The time I spend when a patient is concerned that they may have sinusitis, for example, but are out of state, is essentially free care. I'm spending 5 minutes reviewing the chart, 10 minutes on the phone with the patient, another 5 putting through the script, and another 5 documenting the encounter. As far as the insurance company is concerned, this 20 minutes of my time is bundled into previous/future office-based care.
I can use the documented phone call to increase the level of service during the follow-up visit that I ask the patient to schedule to ensure that they are responding to treatment, but guess what? If the patient is feeling better, they don't come to the appointment (why pay the copay just to have me tell them that they're looking better?).
If I bill the patient directly for the service, they complain: "What is the bill for? It was just a phone call!"
No matter how you slice it, the physican is the bad guy (or gal). Until the paradigm changes, and insurers/patients accept that medicine is a livelihood as well as a calling, physicians will be reluctant to provide services without guarantee of fair reimbursement for their efforts.
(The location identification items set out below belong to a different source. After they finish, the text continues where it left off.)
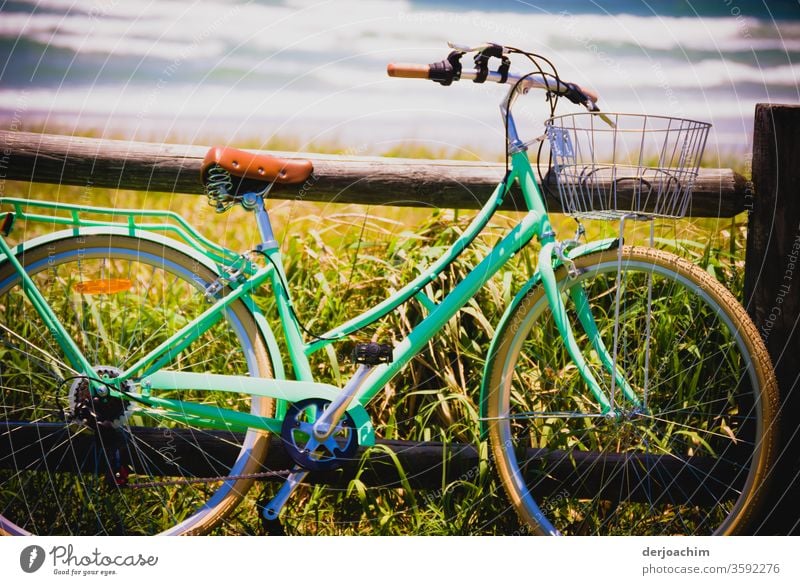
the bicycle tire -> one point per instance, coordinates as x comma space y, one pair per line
694, 460
69, 486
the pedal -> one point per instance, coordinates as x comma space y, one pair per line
372, 354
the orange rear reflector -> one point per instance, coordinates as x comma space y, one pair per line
106, 286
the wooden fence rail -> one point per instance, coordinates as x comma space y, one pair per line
772, 266
173, 168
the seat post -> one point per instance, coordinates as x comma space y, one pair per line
268, 241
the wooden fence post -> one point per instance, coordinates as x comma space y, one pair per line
772, 289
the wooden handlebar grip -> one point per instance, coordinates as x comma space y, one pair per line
410, 70
590, 93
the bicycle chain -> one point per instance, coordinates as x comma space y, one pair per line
283, 473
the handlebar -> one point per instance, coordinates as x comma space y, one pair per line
572, 91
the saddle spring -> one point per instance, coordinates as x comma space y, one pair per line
218, 189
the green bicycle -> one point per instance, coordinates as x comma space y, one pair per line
625, 392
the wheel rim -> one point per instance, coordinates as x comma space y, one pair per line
647, 456
75, 491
With ACP's focus on evidence-based medical care, I would expect comments posted on this website, supporting "virtual office visits" and other such Googlized medicine initiatives, to at least provide some proof of value.
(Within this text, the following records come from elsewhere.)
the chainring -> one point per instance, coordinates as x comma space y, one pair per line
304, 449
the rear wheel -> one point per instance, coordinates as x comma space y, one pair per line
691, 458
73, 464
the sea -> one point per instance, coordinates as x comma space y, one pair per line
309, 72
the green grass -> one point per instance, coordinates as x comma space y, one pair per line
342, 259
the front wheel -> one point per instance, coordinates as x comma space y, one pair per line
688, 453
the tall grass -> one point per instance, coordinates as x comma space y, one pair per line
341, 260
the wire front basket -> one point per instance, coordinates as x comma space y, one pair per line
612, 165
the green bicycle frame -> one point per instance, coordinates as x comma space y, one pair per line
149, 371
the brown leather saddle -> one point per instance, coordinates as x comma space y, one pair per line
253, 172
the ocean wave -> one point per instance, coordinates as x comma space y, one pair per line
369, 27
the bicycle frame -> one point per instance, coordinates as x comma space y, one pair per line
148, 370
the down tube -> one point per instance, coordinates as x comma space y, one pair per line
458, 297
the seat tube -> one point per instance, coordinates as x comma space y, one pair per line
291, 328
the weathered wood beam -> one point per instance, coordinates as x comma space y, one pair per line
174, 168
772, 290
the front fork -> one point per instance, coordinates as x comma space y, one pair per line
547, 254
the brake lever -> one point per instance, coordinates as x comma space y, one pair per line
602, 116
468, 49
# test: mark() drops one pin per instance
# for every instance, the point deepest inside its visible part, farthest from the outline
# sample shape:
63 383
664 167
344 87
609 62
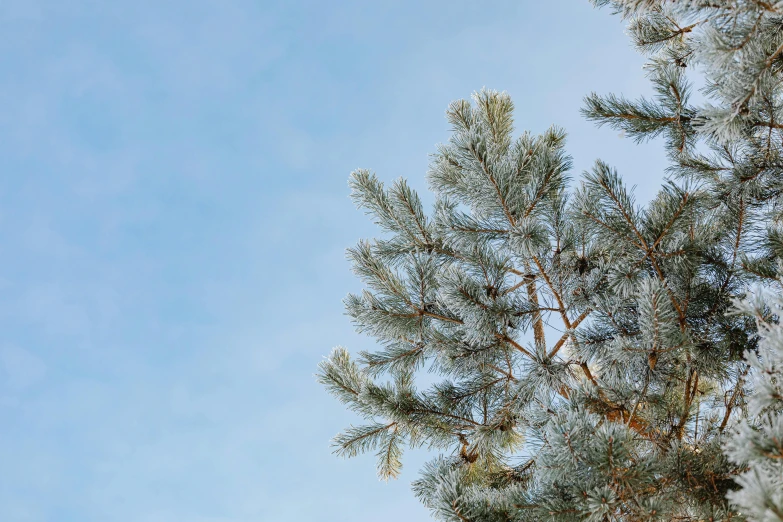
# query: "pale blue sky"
174 214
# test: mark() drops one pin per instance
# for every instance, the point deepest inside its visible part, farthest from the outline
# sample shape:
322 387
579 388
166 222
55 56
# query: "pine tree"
592 366
758 441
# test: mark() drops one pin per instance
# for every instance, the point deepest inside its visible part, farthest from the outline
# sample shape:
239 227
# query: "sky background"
173 221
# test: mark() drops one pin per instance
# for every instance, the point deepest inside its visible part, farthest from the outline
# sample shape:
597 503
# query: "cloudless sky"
173 220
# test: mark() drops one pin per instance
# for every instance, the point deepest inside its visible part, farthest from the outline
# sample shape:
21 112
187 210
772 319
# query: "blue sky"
174 215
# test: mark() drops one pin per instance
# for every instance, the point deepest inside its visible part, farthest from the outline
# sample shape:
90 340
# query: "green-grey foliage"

I am not surprised that "the public is ready and waiting". The same public that chooses virtual sports via big screen TV over going outdoors, and Facebook over a real face-to-face encounter? They already make such good lifestyle decisions.
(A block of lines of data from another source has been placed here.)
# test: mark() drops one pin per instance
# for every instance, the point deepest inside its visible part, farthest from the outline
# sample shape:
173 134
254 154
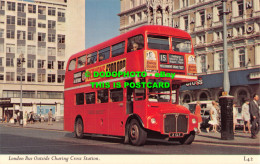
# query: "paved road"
15 140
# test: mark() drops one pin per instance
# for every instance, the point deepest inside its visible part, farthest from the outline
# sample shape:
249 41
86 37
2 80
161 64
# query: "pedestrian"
213 117
15 117
234 117
50 117
246 116
25 118
254 115
197 113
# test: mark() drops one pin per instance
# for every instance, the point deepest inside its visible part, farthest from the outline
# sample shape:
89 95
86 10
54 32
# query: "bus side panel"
69 116
116 117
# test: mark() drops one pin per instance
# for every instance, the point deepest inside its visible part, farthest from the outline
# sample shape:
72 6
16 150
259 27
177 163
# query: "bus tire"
137 135
79 132
188 139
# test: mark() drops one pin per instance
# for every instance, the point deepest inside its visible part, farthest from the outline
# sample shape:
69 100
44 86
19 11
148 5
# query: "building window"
11 6
42 10
10 20
41 25
41 37
50 64
186 23
51 37
242 58
31 22
31 35
10 34
30 63
9 76
79 98
31 8
1 47
21 7
51 24
2 5
51 11
21 21
102 96
10 48
31 77
240 8
202 17
51 78
203 63
41 50
220 13
61 38
20 35
61 78
2 33
41 77
41 64
19 78
31 50
61 52
20 49
9 62
51 51
221 61
61 65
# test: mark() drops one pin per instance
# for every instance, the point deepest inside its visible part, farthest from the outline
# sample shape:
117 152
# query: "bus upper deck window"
135 43
72 64
158 42
181 45
81 61
92 58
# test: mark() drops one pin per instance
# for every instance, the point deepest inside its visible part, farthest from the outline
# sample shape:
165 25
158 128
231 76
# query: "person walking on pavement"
197 113
50 117
234 117
254 114
246 116
213 117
This article leaves me with one question. Will the use of technology inevitably lead to outsourcing the basic functions physicians perform(e.g. primary care)? We are already outsourcing the interpretation of some tests because its faster and cheaper. Other industries that have adopted the use of technology have ultimately established their operations in other countries. I do believe that the medical field needs to embrace technological advancements. Yet at what point will society say that health care is cheap enough?
If fee-for-service is one of the reasons why medical care has not seen the improvement in service and quality seen in many other sectors, why is it that many/most of those areas , in fact have fee-for-service? The visible quality and service improvements occur in a competitive markets with prices. No such conditions exist in medical care today.Last time I went to Walmart I had to pay with my money, not expecting the government or my insurance to pay.
The commentary did not mention one of the major reasons for where we are in health care:paying for services with what is or is perceived to be as "someone else's money".
What innovations would Mr Jobs be credited with if he found himself in a price controlled,highly regulated environment?